Articles by John Rowe
Part of the Auckland Unitary plan addresses Auckland's housing affordability and supply. You'd need to have been living under a rock or in the far reaches of Siberia not to have heard that Auckland has a desperate shortage of affordable housing, as well as a rapidly growing population.
To address this issue, the Council plans to re-zone certain areas to allow for intensification. This is all well and good, but it seems they're also proposing to add a kicker - a "value uplift levy" or "betterment tax", which in essence is a poorly disguised capital gains tax.
The Council's surprise tax
Properties in areas that are zoned for intensification are expected to experience an increase in value. Under the proposed plan, as from 2016, if you make a capital gain when you sell such a property, you may have to pay a levy or value uplift on it, depending on how long you've owned it and who you sell it to.
The levy will apply if:
• You have owned the property for less than 10 years.

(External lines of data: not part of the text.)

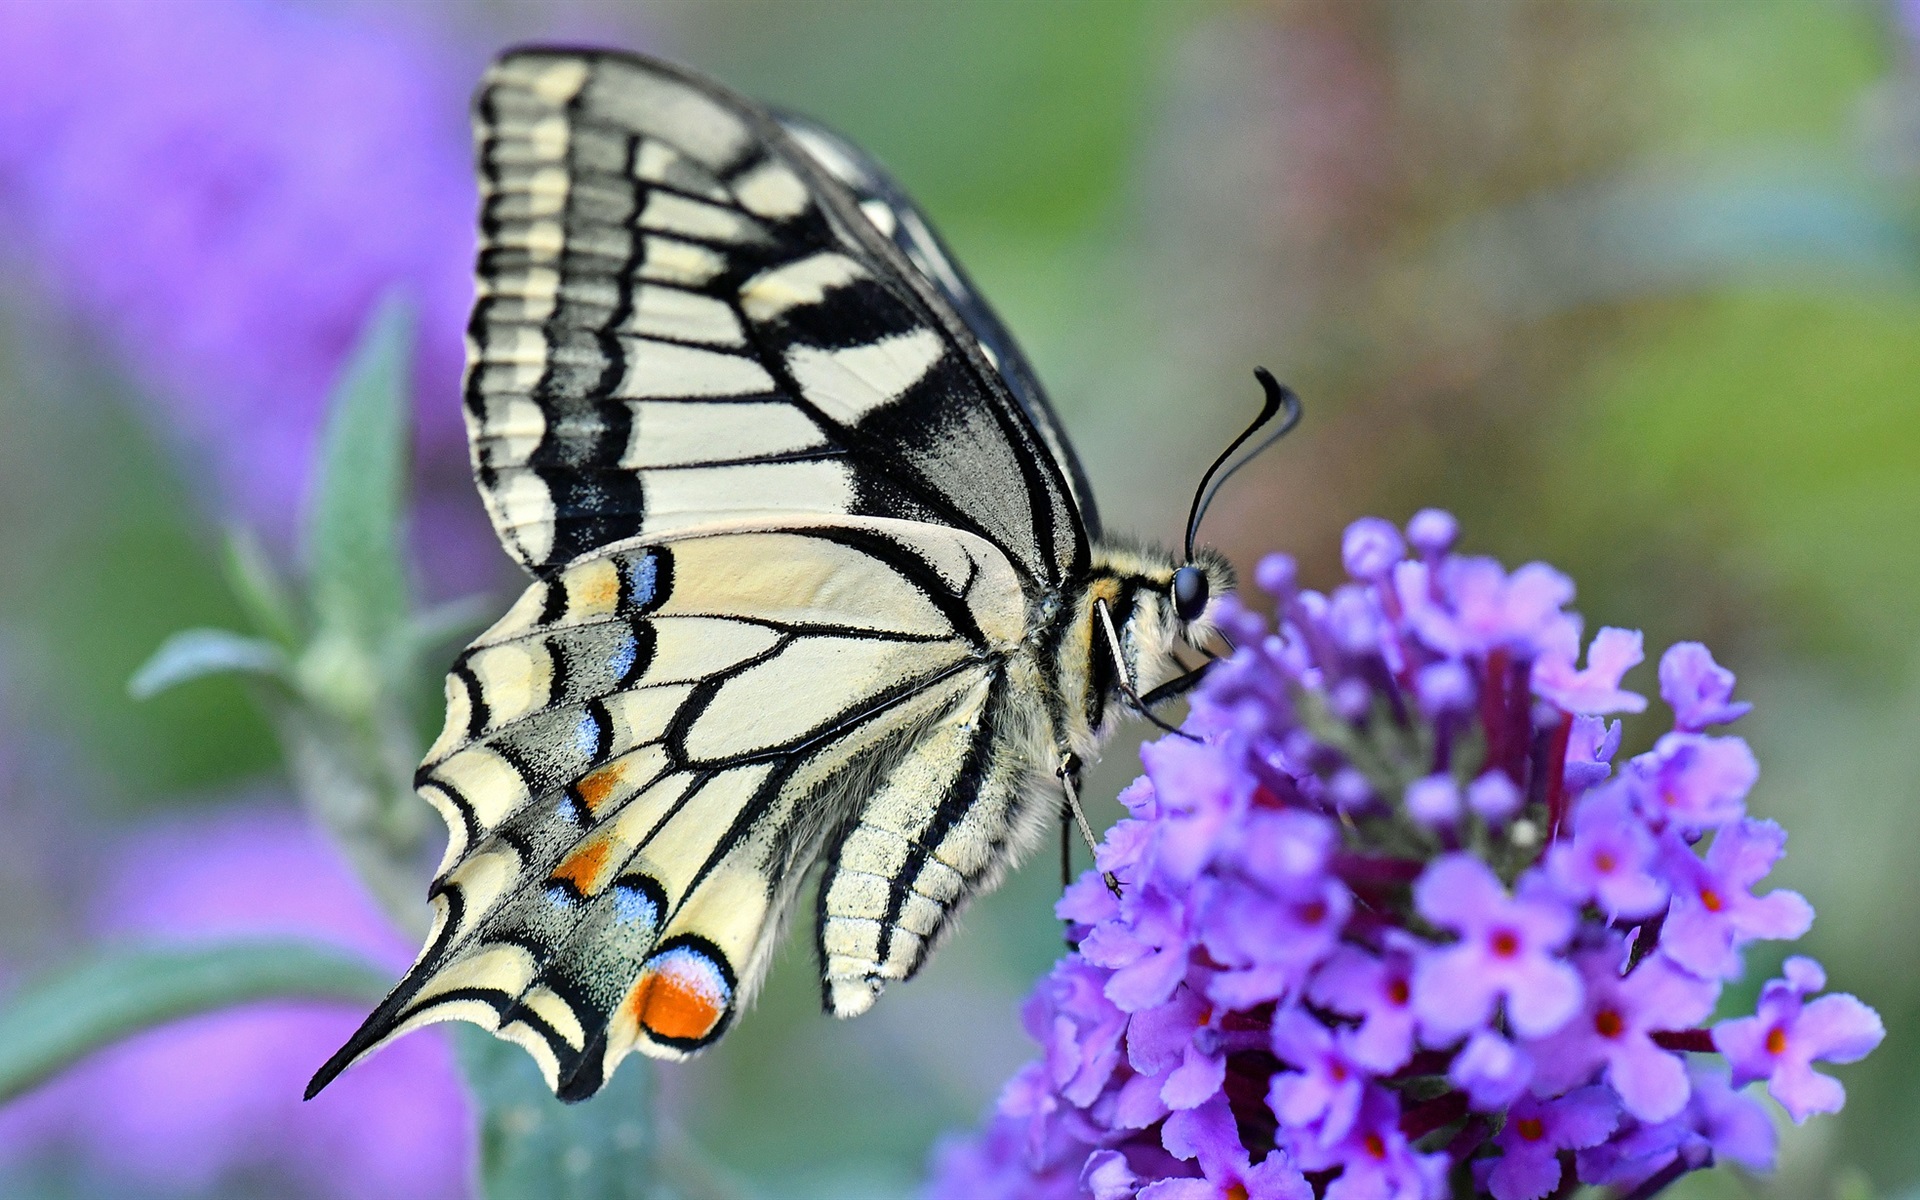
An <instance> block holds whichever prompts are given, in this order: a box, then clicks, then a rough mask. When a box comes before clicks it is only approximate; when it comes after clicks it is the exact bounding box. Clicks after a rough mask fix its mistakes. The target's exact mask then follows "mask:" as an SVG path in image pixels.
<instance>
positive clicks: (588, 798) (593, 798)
mask: <svg viewBox="0 0 1920 1200" xmlns="http://www.w3.org/2000/svg"><path fill="white" fill-rule="evenodd" d="M624 778H626V762H609V764H607V766H603V768H599V770H595V772H588V776H586V778H582V780H580V783H578V791H580V799H582V801H586V806H588V812H591V814H593V816H599V810H601V804H605V803H607V797H611V795H612V791H614V789H616V787H620V781H622V780H624Z"/></svg>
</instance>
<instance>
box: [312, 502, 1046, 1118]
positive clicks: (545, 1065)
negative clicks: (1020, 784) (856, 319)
mask: <svg viewBox="0 0 1920 1200" xmlns="http://www.w3.org/2000/svg"><path fill="white" fill-rule="evenodd" d="M1020 595H1021V593H1020V588H1018V580H1016V576H1014V572H1012V566H1010V564H1008V563H1006V559H1004V557H1002V555H1000V553H998V551H996V549H995V547H993V545H991V543H987V541H983V540H981V538H975V536H970V534H964V532H960V530H948V528H939V526H927V524H914V522H899V520H877V518H841V520H831V522H828V520H818V522H808V524H795V526H783V528H732V530H712V532H703V534H695V536H685V538H678V540H666V541H645V540H634V541H624V543H616V545H612V547H605V549H601V551H595V553H591V555H586V557H582V559H578V561H576V563H572V564H568V566H566V568H564V570H561V572H557V574H553V576H551V578H549V580H541V582H536V584H534V586H532V588H528V591H526V593H524V595H522V597H520V601H518V603H516V605H515V607H513V609H511V611H509V612H507V616H503V618H501V620H499V622H497V624H495V626H493V628H492V630H488V632H486V634H484V636H480V637H478V639H476V641H474V643H472V645H470V647H468V649H467V651H465V653H463V655H461V659H459V660H457V662H455V666H453V670H451V672H449V676H447V722H445V728H444V732H442V735H440V739H438V741H436V743H434V747H432V751H430V753H428V756H426V762H424V764H422V766H420V772H419V787H420V793H422V795H424V797H428V799H430V801H432V803H434V804H436V806H438V808H440V810H442V816H445V820H447V826H449V829H451V831H453V835H451V841H449V847H447V854H445V858H444V862H442V868H440V874H438V879H436V883H434V891H432V897H434V912H436V929H434V935H432V937H430V941H428V948H426V950H424V952H422V956H420V960H419V962H417V964H415V968H413V970H411V972H409V975H407V977H405V979H403V981H401V983H399V987H397V989H396V991H394V995H392V996H390V998H388V1000H386V1002H384V1004H382V1006H380V1008H378V1010H376V1012H374V1014H372V1016H371V1018H369V1021H367V1025H365V1027H363V1029H361V1033H359V1035H355V1039H353V1041H351V1043H349V1044H348V1046H346V1048H344V1050H342V1052H340V1054H338V1056H336V1058H334V1062H332V1064H328V1068H326V1069H324V1071H323V1081H324V1079H326V1077H330V1075H332V1073H338V1069H342V1068H344V1066H346V1064H349V1062H351V1060H355V1058H359V1056H361V1054H365V1052H367V1050H371V1048H372V1046H376V1044H378V1043H382V1041H386V1039H388V1037H392V1035H396V1033H399V1031H405V1029H411V1027H415V1025H420V1023H428V1021H440V1020H453V1018H461V1020H472V1021H478V1023H482V1025H486V1027H490V1029H495V1031H497V1033H501V1035H503V1037H509V1039H513V1041H518V1043H520V1044H524V1046H526V1048H528V1050H532V1054H534V1058H536V1060H538V1062H540V1064H541V1069H543V1071H545V1073H547V1079H549V1083H551V1085H553V1087H555V1091H559V1092H561V1094H563V1096H584V1094H591V1092H593V1091H597V1087H599V1085H601V1081H603V1079H605V1077H607V1073H611V1069H612V1066H614V1064H616V1062H618V1060H620V1058H622V1056H624V1054H628V1052H630V1050H641V1052H647V1054H657V1056H680V1054H685V1052H689V1050H695V1048H699V1046H703V1044H707V1043H710V1041H712V1039H716V1037H718V1035H720V1033H722V1031H724V1029H726V1023H728V1020H730V1018H732V1016H733V1012H737V1010H739V1006H741V1004H743V1002H745V1000H747V996H749V995H751V991H753V989H755V985H756V981H758V977H760V973H762V970H764V966H766V956H768V950H770V947H772V941H774V935H776V931H778V927H780V924H781V916H783V912H785V910H787V908H789V906H791V900H793V895H795V891H797V887H799V881H801V879H803V877H804V874H806V868H808V866H810V864H812V862H814V860H816V858H820V856H824V858H826V860H828V862H829V874H828V883H826V887H824V893H822V910H820V922H822V925H820V933H818V935H820V945H822V954H824V960H826V964H828V968H829V972H828V975H829V983H828V987H829V998H831V996H839V998H841V1000H843V1002H845V1004H847V1006H854V1008H864V1004H866V1002H870V1000H872V995H874V993H877V991H879V987H881V985H883V983H885V981H887V979H902V977H906V975H910V973H912V970H914V968H916V966H918V962H920V958H922V954H924V948H925V945H927V943H929V941H931V939H933V937H935V935H937V933H939V929H941V925H943V924H945V916H947V912H948V910H950V908H952V906H954V904H958V902H960V900H962V899H964V897H966V895H968V893H970V891H973V889H975V887H977V885H979V883H983V881H987V879H989V876H991V872H993V870H995V864H996V860H998V858H996V852H995V847H996V845H998V843H1002V841H1006V839H1008V837H1012V824H1014V822H1016V808H1018V797H1020V783H1021V781H1020V778H1018V772H1014V770H1012V768H1010V766H1008V756H1006V755H1004V753H998V751H996V745H995V741H996V737H998V735H1000V728H1002V722H1000V716H998V705H1000V697H1002V695H1004V680H1002V664H1004V657H1006V653H1008V651H1010V649H1012V647H1014V643H1018V639H1020V637H1021V634H1023V628H1025V626H1023V622H1025V614H1023V611H1021V601H1020ZM835 989H837V991H835ZM862 996H864V1000H862Z"/></svg>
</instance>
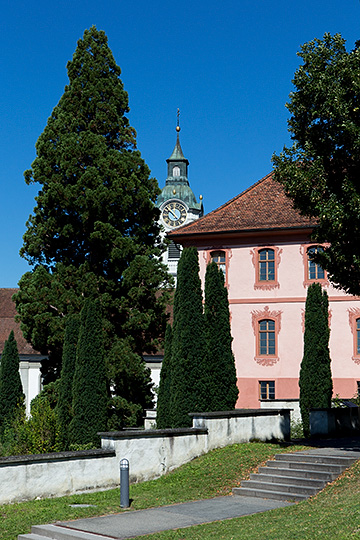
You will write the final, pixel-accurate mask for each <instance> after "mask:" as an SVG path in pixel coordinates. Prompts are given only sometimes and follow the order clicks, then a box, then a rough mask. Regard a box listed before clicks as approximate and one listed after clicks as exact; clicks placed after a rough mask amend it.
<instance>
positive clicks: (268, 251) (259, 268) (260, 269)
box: [258, 248, 275, 281]
mask: <svg viewBox="0 0 360 540" xmlns="http://www.w3.org/2000/svg"><path fill="white" fill-rule="evenodd" d="M258 257H259V281H275V252H274V250H273V249H270V248H266V249H259V251H258Z"/></svg>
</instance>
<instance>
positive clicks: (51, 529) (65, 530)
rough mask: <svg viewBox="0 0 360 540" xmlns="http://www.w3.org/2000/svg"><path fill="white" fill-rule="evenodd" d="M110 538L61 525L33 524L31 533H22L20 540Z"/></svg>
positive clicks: (19, 539)
mask: <svg viewBox="0 0 360 540" xmlns="http://www.w3.org/2000/svg"><path fill="white" fill-rule="evenodd" d="M50 539H51V540H109V536H102V535H101V534H93V533H90V532H85V531H76V530H74V529H67V528H66V527H62V526H61V525H33V526H32V527H31V533H29V534H20V535H19V536H18V540H50Z"/></svg>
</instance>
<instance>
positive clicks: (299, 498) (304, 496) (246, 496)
mask: <svg viewBox="0 0 360 540" xmlns="http://www.w3.org/2000/svg"><path fill="white" fill-rule="evenodd" d="M232 491H233V495H239V496H242V497H260V498H261V499H276V500H278V501H305V500H306V499H308V495H302V494H300V493H298V494H295V493H292V494H291V495H290V493H289V492H285V493H281V492H280V491H271V490H264V489H261V490H258V489H251V488H242V487H240V488H233V490H232Z"/></svg>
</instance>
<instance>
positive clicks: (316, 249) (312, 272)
mask: <svg viewBox="0 0 360 540" xmlns="http://www.w3.org/2000/svg"><path fill="white" fill-rule="evenodd" d="M320 251H323V249H322V247H321V246H319V247H318V246H313V247H310V248H308V250H307V252H308V278H309V279H311V280H317V279H324V278H325V273H324V270H323V269H322V268H321V266H320V265H319V264H317V263H316V262H314V261H312V260H311V255H315V253H319V252H320Z"/></svg>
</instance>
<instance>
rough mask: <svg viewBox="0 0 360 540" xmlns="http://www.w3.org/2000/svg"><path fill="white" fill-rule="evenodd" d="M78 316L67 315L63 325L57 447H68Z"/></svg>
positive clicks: (58, 410) (59, 383) (77, 335)
mask: <svg viewBox="0 0 360 540" xmlns="http://www.w3.org/2000/svg"><path fill="white" fill-rule="evenodd" d="M79 325H80V321H79V317H78V316H76V315H69V316H68V317H67V321H66V326H65V338H64V347H63V358H62V368H61V377H60V379H59V400H58V404H57V409H56V413H57V419H58V430H59V448H61V450H68V448H69V425H70V422H71V420H72V418H73V410H72V399H73V379H74V372H75V363H76V347H77V341H78V337H79Z"/></svg>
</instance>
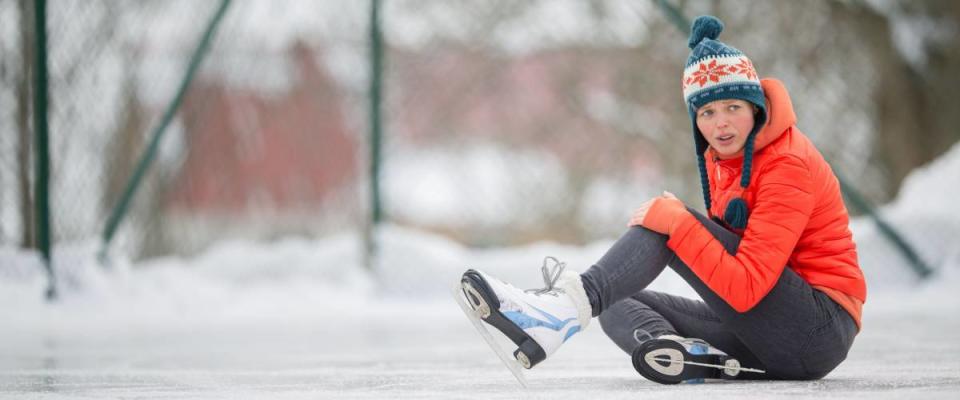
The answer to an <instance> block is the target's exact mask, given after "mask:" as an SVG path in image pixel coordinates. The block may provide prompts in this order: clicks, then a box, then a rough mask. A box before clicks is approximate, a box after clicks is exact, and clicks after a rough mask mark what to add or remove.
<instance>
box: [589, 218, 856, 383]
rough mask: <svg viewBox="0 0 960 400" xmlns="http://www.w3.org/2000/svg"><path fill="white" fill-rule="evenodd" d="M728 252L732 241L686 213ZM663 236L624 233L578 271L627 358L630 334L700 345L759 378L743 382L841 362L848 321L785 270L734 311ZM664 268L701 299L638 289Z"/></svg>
mask: <svg viewBox="0 0 960 400" xmlns="http://www.w3.org/2000/svg"><path fill="white" fill-rule="evenodd" d="M691 212H692V213H693V214H694V216H696V217H697V219H698V220H700V222H701V223H702V224H703V225H704V226H705V227H706V228H707V229H708V230H709V231H710V233H711V234H713V236H714V237H715V238H717V240H719V241H720V242H721V243H722V244H723V246H724V247H725V248H726V250H727V252H729V253H731V254H735V253H736V249H737V247H738V246H739V243H740V237H739V236H737V235H736V234H734V233H732V232H730V231H728V230H726V229H725V228H724V227H722V226H721V225H719V224H717V223H716V222H714V221H711V220H709V219H707V218H706V217H704V216H703V215H701V214H699V213H697V212H694V211H692V210H691ZM666 241H667V236H665V235H661V234H659V233H656V232H653V231H651V230H649V229H646V228H643V227H632V228H630V229H629V230H628V231H627V233H626V234H624V235H623V237H621V238H620V239H619V240H618V241H617V242H616V243H615V244H614V245H613V247H611V248H610V250H608V251H607V253H606V254H605V255H604V256H603V257H602V258H601V259H600V261H598V262H597V263H596V264H595V265H594V266H592V267H590V269H588V270H587V271H586V272H584V273H583V274H582V275H581V277H582V278H583V284H584V289H585V290H586V292H587V297H589V299H590V303H591V305H592V307H593V315H594V316H599V317H600V325H601V326H602V327H603V331H604V332H605V333H606V334H607V336H609V337H610V338H611V339H613V341H614V342H615V343H616V344H617V346H619V347H620V348H621V349H623V350H624V351H626V352H627V353H628V354H631V353H632V352H633V350H634V349H635V348H636V347H637V345H638V342H637V340H636V339H635V338H634V331H635V330H636V329H643V330H644V331H646V332H647V333H649V334H650V335H651V336H653V337H657V336H660V335H663V334H676V335H680V336H683V337H695V338H700V339H703V340H706V341H707V342H708V343H710V344H711V345H712V346H714V347H716V348H718V349H720V350H722V351H724V352H726V353H727V354H729V355H731V356H733V357H735V358H737V359H738V360H739V361H740V363H741V364H742V365H743V366H745V367H751V368H759V369H762V370H766V371H767V373H766V374H750V373H745V374H742V375H741V377H742V378H743V379H819V378H822V377H824V376H826V375H827V373H829V372H830V371H832V370H833V369H834V368H836V366H837V365H839V364H840V362H841V361H843V360H844V359H845V358H846V356H847V351H849V350H850V346H851V345H852V344H853V338H854V336H856V334H857V326H856V324H855V322H854V321H853V318H852V317H851V316H850V315H849V314H848V313H847V312H846V310H844V309H843V308H842V307H840V305H838V304H837V303H836V302H834V301H833V300H832V299H830V298H829V297H827V295H825V294H824V293H823V292H820V291H819V290H816V289H813V288H812V287H811V286H810V285H809V284H808V283H807V282H806V281H804V280H803V279H802V278H800V277H799V276H798V275H797V274H796V273H795V272H793V270H792V269H790V268H784V270H783V274H781V276H780V279H779V280H778V281H777V283H776V285H775V286H774V287H773V289H772V290H771V291H770V293H769V294H767V296H766V297H764V298H763V299H762V300H761V301H760V303H758V304H757V305H756V306H755V307H753V308H752V309H750V310H749V311H747V312H744V313H740V312H737V311H736V310H734V309H733V308H731V307H730V306H729V305H728V304H727V303H726V302H725V301H724V300H723V299H721V298H720V297H719V296H717V295H716V294H715V293H714V292H713V291H712V290H710V288H708V287H707V285H706V284H704V283H703V282H702V281H701V280H700V278H698V277H697V276H696V275H695V274H694V273H693V271H691V270H690V267H688V266H687V265H686V264H684V263H683V261H681V260H680V258H679V257H677V256H676V254H675V253H674V252H673V251H672V250H670V248H668V247H667V245H666ZM667 265H669V266H670V267H671V268H672V269H673V270H674V271H676V273H677V274H678V275H680V276H681V277H682V278H683V279H684V280H686V281H687V283H689V284H690V286H692V287H693V289H694V290H695V291H696V292H697V294H699V295H700V297H701V298H702V299H703V301H699V300H691V299H687V298H683V297H679V296H673V295H669V294H665V293H658V292H653V291H648V290H644V289H645V288H646V287H647V285H649V284H650V282H652V281H653V280H654V279H655V278H656V277H657V276H658V275H660V272H662V271H663V269H664V268H665V266H667Z"/></svg>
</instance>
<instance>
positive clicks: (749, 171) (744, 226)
mask: <svg viewBox="0 0 960 400" xmlns="http://www.w3.org/2000/svg"><path fill="white" fill-rule="evenodd" d="M761 112H762V113H763V115H757V116H756V119H757V121H755V122H754V127H753V130H752V131H751V132H750V136H749V137H747V143H746V145H745V146H744V148H743V172H742V174H741V177H740V188H741V189H743V190H746V188H747V186H750V171H751V169H752V167H753V144H754V142H756V138H757V132H759V131H760V127H761V126H762V125H763V123H765V122H766V119H767V118H766V117H767V116H766V111H765V110H763V111H761ZM749 218H750V209H749V208H748V207H747V202H746V200H744V199H743V193H742V192H741V194H740V197H737V198H735V199H733V200H730V202H729V203H727V210H726V211H724V213H723V220H724V221H726V222H727V224H728V225H730V227H731V228H734V229H746V228H747V220H748V219H749Z"/></svg>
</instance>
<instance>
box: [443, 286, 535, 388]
mask: <svg viewBox="0 0 960 400" xmlns="http://www.w3.org/2000/svg"><path fill="white" fill-rule="evenodd" d="M450 294H451V295H453V299H454V300H455V301H456V302H457V305H459V306H460V310H462V311H463V314H464V315H466V316H467V319H469V320H470V323H471V324H473V327H474V328H475V329H476V330H477V334H479V335H480V337H482V338H483V340H484V341H485V342H487V345H488V346H490V349H491V350H493V352H494V353H495V354H496V355H497V357H498V358H500V361H501V362H503V365H504V366H506V367H507V369H509V370H510V372H511V373H513V377H514V378H516V379H517V382H519V383H520V386H523V388H527V379H526V377H524V376H523V367H522V366H521V365H520V363H519V362H517V360H516V359H514V358H513V357H511V356H510V355H509V354H510V353H508V352H506V351H504V350H503V347H501V346H500V344H499V343H497V340H496V338H494V337H493V335H492V334H490V331H489V330H487V327H486V326H485V325H484V322H483V320H481V319H480V316H478V315H477V311H475V310H474V309H473V308H471V307H470V305H468V304H467V301H468V300H467V298H466V297H465V296H464V294H463V289H462V286H461V285H460V283H459V282H458V283H457V285H456V286H454V288H453V290H452V291H451V293H450Z"/></svg>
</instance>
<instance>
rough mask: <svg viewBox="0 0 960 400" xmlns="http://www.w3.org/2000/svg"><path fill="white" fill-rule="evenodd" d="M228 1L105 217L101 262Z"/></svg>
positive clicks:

• The zoning changes would allow extra homes to be built on the property.
• More than 20% of the gain you make is due to zoning changes.
• You sell to someone who plans to build extra dwellings on it e.g. a developer.
The tax won't apply if you sell to another person who is going to:
• use the property as their place of residence or
• use it as farm land.
The extra surprise
Even if you sell before 2016 you could be surprised with a tax bill if it is determined that the gain was due to the proposed zone changes, despite them not yet having taken effect. The Council's reasoning behind this is that simply talking about re-zoning and potential value increases can push property prices up.
The idea behind a "betterment tax" is to help fund affordable housing and/or the added infrastructure Auckland will need. However, there are some hurdles to overcome before a betterment levy could be imposed, as stated in the Auckland Council's Housing Action Plan, December 2012.
• A betterment levy is not possible under current legislation.
• Overseas experience suggests that it is difficult to administer
• Complexity of calculating the increase in value.
In the Housing Action Plan, a suggested alternative to a betterment levy could be targeted rates, but a full analysis of this option has not yet been completed.
If the Council goes ahead with the betterment levy, remember that forewarned is forearmed, so the main thing would be to realise that you could be stung with a type of capital gains tax when you sell. Take this into account, along with all the other costs involved with selling your property, so you are clear about what you will end up with in your hand at the end of the day.